In 2019, the Decedent executed a Last Will and Testament disinheriting Mario, Genio, and her brother for personal reasons, and leaving her entire estate to St. Jude Children’s Research Hospital. The Decedent never remarried and lived in the home until she died on August 12, 2022. The Decedent’s will was probated on August 25, 2022.
Mario filed a complaint to reform the Decedent’s will to comply with the PSA, asserting mistakes in contents and inducement.
The executor of the Decedent’s estate sold the home on February 24, 2023, for $355,000, with $148,098.72 held in escrow. The parties cross-moved for summary judgment, and Mario sought fees under Rule 4:42-9(a)(2). After hearing argument, the trial court granted Mario’s summary judgment motion, and found the PSA unambiguous, held its plain language required distribution of one-half of sale proceeds to the sons upon any sale, including post-death, deemed the Decedent’s testamentary intent irrelevant. The court reformed the Decedent’s will, directed disbursements of $74,049.36 to each son, awarded Mario $21,593.46 in fees, and granted a stay pending appeal.

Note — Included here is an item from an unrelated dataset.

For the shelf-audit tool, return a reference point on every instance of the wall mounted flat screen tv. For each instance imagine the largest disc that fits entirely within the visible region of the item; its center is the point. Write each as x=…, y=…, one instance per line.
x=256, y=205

On appeal, the Decedent’s estate and Attorney General argued the trial court misinterpreted the PSA by ignoring equitable principles, erred by reforming the Decedent’s will, and erred by awarding fees, with the Attorney General additionally challenging Mario’s proof of mistake in the inducement.
Applying summary judgment standards, will-construction and reformation principles, along with equitable enforcement of property settlement agreements, the Appellate Division adopted Restatement guidance addressing conflicts between contractual obligations and donative transfers and the treatment of ambiguity.
The Appellate Division found no patent ambiguity in the Decedent’s will expressly disinheriting her sons and brother, and it rejected the trial court’s conclusion that the PSA limited the Decedent to a fifty percent ownership interest. The Appellate Division held paragraph six of the PSA created two conditions for sequestering one-half of sale proceeds: (1) remarriage requiring pre-remarriage sale with a trust for the sons; and (2) a sale “at any time” incorporating the same distribution language. The Appellate Division stated neither condition occurred because the Decedent neither remarried nor sold the home during her lifetime. The court concluded that: Lawrence’s interest was conveyed to the Decedent, giving her fee simple ownership; the sons’ interest was only in proceeds upon a qualifying sale which never occurred; the Decedent’s will was unambiguous, and there was no basis to reform it. The Appellate Division therefore reversed the grant of summary judgment and fee award to Mario and remanded for entry of summary judgment for the Decedent’s estate and the Attorney General.